WQLU was licensed for an effective radiated power (ERP) of 100 watts. The transmitter is off Candlers Mountain Road in Lynchburg. It operated from 1993 until its license was canceled in 2023. Today The Light Radio Station is solely an internet radio station.

The Light Radio station has tons of programming. They broadcast Liberty University's Convocation Service on Wednesday and Friday Mornings. They also broadcast Liberty University's Campus Community Service on Wednesday Evenings. The Light is also home to Liberty Flames Ice Hockey.

==History==
Liberty University (then known as Liberty Baptist College) got its first student-run radio station in 1980, on the AM dial. It was a carrier current station available on 550 AM but only covering the campus.

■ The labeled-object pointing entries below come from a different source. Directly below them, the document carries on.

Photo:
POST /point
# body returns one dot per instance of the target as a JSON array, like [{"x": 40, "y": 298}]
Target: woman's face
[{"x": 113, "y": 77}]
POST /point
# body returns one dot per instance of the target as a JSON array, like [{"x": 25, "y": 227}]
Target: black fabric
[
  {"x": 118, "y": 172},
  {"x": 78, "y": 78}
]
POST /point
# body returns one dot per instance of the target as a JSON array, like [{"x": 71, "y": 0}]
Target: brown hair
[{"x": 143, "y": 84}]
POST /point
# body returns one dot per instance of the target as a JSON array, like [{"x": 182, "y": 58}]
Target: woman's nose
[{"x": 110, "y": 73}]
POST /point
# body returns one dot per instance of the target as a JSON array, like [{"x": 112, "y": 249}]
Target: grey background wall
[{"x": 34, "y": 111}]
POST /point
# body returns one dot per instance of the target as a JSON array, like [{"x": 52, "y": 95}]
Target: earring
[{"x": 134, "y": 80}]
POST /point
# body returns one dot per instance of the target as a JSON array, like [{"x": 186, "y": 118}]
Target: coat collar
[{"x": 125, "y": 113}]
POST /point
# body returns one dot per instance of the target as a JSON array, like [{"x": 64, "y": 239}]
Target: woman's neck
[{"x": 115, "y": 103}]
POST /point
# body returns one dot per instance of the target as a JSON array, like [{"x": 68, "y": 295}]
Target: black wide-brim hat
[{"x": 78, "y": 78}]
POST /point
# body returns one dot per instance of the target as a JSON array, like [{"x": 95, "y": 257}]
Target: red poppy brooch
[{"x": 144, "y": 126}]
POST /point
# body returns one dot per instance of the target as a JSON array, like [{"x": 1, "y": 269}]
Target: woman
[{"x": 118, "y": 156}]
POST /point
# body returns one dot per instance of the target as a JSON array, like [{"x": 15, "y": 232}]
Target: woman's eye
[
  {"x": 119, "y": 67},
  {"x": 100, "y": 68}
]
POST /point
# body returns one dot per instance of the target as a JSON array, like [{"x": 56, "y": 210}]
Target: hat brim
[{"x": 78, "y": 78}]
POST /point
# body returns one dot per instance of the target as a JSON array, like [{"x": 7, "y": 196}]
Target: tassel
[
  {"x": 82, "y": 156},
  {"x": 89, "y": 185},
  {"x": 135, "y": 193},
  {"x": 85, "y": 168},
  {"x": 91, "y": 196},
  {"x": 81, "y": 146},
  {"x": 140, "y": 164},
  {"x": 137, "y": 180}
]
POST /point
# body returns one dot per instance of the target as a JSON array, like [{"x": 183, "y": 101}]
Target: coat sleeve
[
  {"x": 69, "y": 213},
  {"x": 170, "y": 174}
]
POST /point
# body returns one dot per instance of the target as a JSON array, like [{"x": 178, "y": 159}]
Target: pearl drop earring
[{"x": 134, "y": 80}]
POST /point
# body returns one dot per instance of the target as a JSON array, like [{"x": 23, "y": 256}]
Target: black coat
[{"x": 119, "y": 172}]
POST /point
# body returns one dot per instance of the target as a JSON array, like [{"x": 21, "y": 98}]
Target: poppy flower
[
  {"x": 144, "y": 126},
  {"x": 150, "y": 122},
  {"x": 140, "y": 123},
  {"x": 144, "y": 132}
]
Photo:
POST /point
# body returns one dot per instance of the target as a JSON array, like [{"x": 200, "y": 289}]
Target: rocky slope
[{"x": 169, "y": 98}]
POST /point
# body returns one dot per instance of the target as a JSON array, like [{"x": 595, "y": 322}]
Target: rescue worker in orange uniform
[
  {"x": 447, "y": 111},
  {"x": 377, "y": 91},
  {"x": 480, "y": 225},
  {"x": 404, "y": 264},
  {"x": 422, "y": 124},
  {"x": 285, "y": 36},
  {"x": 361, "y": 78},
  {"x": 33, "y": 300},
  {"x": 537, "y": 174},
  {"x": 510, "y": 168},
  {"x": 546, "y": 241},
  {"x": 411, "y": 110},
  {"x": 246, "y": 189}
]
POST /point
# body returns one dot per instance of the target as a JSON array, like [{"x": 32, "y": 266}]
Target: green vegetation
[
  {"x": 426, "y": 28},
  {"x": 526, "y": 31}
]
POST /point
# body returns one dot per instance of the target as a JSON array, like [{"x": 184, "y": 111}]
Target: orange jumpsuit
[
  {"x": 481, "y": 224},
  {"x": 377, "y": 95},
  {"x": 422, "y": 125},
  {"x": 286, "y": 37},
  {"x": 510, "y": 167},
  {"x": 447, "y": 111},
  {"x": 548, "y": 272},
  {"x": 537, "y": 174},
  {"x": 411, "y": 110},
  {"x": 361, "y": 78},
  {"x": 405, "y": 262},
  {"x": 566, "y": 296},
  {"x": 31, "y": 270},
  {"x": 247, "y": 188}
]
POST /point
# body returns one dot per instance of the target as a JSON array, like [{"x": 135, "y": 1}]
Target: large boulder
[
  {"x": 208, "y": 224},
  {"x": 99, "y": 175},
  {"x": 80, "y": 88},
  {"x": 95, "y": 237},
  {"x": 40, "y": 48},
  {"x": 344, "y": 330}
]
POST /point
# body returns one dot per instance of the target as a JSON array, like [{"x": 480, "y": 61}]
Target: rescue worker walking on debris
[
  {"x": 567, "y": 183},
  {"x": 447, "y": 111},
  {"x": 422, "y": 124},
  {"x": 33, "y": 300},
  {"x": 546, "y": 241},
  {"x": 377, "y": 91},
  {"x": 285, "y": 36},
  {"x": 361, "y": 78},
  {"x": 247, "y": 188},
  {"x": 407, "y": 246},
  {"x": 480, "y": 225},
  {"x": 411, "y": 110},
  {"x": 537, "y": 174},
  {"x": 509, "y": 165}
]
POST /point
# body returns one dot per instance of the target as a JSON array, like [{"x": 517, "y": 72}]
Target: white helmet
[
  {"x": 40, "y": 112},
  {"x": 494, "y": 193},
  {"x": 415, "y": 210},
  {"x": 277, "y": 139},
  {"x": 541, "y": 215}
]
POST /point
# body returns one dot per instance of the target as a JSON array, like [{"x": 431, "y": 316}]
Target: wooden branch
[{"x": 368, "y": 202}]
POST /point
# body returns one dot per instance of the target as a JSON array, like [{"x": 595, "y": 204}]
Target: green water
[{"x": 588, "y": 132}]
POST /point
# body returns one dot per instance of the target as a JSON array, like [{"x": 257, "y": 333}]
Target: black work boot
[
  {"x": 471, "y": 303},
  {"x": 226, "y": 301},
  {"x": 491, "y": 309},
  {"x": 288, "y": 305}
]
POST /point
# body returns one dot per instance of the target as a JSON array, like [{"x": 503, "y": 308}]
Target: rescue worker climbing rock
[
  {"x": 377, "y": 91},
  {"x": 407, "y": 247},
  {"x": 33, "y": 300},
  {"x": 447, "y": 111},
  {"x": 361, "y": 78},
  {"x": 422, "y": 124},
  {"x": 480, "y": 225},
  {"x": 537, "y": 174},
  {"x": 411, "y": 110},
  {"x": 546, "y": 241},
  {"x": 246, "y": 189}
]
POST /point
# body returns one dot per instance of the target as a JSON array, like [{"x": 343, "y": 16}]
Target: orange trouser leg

On October 8, 1992, the Federal Communications Commission (FCC) granted the school a construction permit to build an FM station at 100 watts on 90.9 MHz. Its original call sign was WWMC (for "Wall to Wall Music"). The station signed on the air on February 1, 1993. During off-hours, a Christian music service from Boston was broadcast, when Liberty student DJs were not available.

After a transmitter fire, the station was off the air from June to August 1993. In 1999, the station switched from its mainstream Christian contemporary sound to a more youthful, upbeat Christian Top 40 playlist. In 2003, the station began holding on-the-air fundraisers for listener support. The station changed its call sign to WQLU in the spring of 2015.

On September 29, 2023, the FCC issued an order cancelling WQLU's license to broadcast, and requiring the university to pay a fine of $10,000, after discovering that the station had been broadcasting "from a different tower and at different geographic coordinates (...) than specified in the Station’s license." The license holder was also sanctioned for making "incorrect statements" to the FCC.

After 90.9 The Light went off of the radio airwaves, the radio station rebranded and is now The Light, where it only broadcasts over the internet as an internet radio station.